Gorbachev added that “this alone is a good reason to actively invest in MySQL.”

Oracle MySQL can be run on Linux, Windows, Solaris and MAC OS X, but it’s true that Oracle has focused more attention to the Windows market.

“We are continuing to see it grow on Windows platforms,” said Monica Kumar, Oracle senior director of product marketing. “So, we’ve been working on making sure MySQL is a great fit on Windows.”

However, Kumar didn’t have any specific numbers on how many users run MySQL on Windows compared with Linux and other operating systems.

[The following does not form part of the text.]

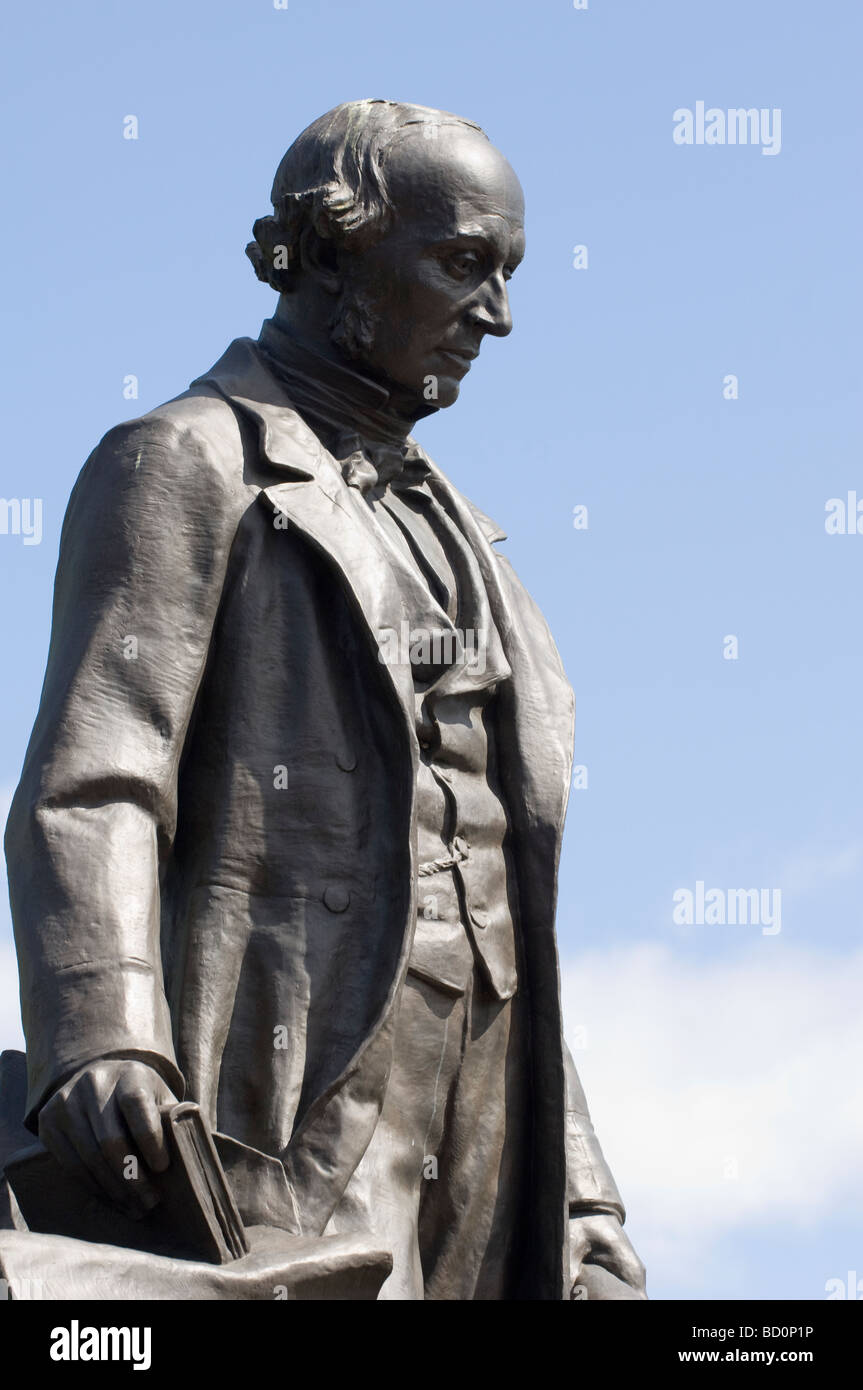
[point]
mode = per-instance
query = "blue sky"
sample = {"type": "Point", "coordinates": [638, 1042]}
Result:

Oracle said that MySQL 5.5 could see performance improvements of up to 1,500% in read/write operations and up to 500% on read-only operations. Those results were realized by Oracle when running a common MySQL benchmark called SysBench. It compared running MySQL 5.5 over 5.1 on a four-socket Intel server running Windows Server 2008.

Oracle also claimed up to 360% read/write and 200% read-only performance improvement on Linux platforms.

When Oracle bought Sun Microsystems early this year, it also took over control of MySQL. This left some MySQL users nervous that Oracle would eventually phase out MySQL in favor of its own database platform. A MySQL conference was being held at the time of the acquisition, and there were audible groans in the audience when the news was announced.

Kumar, however, said that end users should take a look at what Oracle has done with MySQL thus far before concluding anything.

“We are investing a lot of resources into MySQL, and I would like to have people actually look at the work we’ve done and not just say things based on preconceived notions,” she said.

Meanwhile, Oracle is working to better integrate Oracle Database and MySQL, mainly through management tools such as its Oracle Enterprise Manager. Tomas Ulin, Oracle vice president of engineering for MySQL, said Oracle Enterprise Manager will be able to manage MySQL sometime in the next 18 months.

When asked what Oracle is doing to prevent Oracle MySQL users from moving to other MySQL forks – such as one called MariaDB being developed by Monty Widenius, the main author of the original MySQL database – Ulin pointed to Oracle’s workforce.

“We’re a large engineering team and we’re making a huge investment in the MySQL database,” he said.